2) Beck, Tatchell and Delanoë's envoy Pierre Serne were consistently mentioned in mainstream press articles, including American news outlet CNN. If they could get the mainstream quotes, why didn't Long? Did he think his blogging for the Blade was enough? I certainly don't think Long is so dim as to not take the opportunity to talk to the mainstream press, so what was stopping him? He hasn't posted since 10:27 (Washington or Moscow Time, I'm not sure, but there's another sign the US is not set up to operate globally) on Saturday. Was Long arrested and held (he did say on the Blade blog: ' The problem is, of course, that the foreigners (like me) will be there for the day, then go home.'), or is he holding his cards?

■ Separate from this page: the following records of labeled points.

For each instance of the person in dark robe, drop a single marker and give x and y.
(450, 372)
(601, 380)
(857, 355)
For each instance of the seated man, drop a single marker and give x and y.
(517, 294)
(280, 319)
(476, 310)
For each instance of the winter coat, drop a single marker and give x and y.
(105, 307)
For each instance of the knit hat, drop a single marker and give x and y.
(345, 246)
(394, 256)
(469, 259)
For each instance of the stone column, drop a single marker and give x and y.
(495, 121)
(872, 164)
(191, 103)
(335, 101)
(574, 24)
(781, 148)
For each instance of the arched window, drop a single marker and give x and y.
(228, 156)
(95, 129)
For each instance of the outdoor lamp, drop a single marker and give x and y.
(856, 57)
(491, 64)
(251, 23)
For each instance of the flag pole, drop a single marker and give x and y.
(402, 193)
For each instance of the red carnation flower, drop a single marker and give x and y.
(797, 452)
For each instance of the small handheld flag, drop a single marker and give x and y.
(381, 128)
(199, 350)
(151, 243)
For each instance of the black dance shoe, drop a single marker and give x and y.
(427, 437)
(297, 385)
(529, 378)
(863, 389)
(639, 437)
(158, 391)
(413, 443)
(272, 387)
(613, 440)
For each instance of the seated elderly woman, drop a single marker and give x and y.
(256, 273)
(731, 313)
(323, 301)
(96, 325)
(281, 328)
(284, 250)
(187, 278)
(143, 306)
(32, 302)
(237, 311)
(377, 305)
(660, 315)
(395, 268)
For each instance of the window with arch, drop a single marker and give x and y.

3) While I am grateful for the correction, I stand by what I say. With all the funding, resources and manpower available in the US, it's a crying shame that the British activists have taken on the brunt of the global advocacy in the Anglophone world. I know of no strictly GLBT US organisation that is set up to take on global issues quickly and effectively – and in a way that makes mainstream noise in the world's media capital. I suppose that the HRC, the NLGTF, GLAAD, and the other behomoths believe that the ROW is a job for ROW.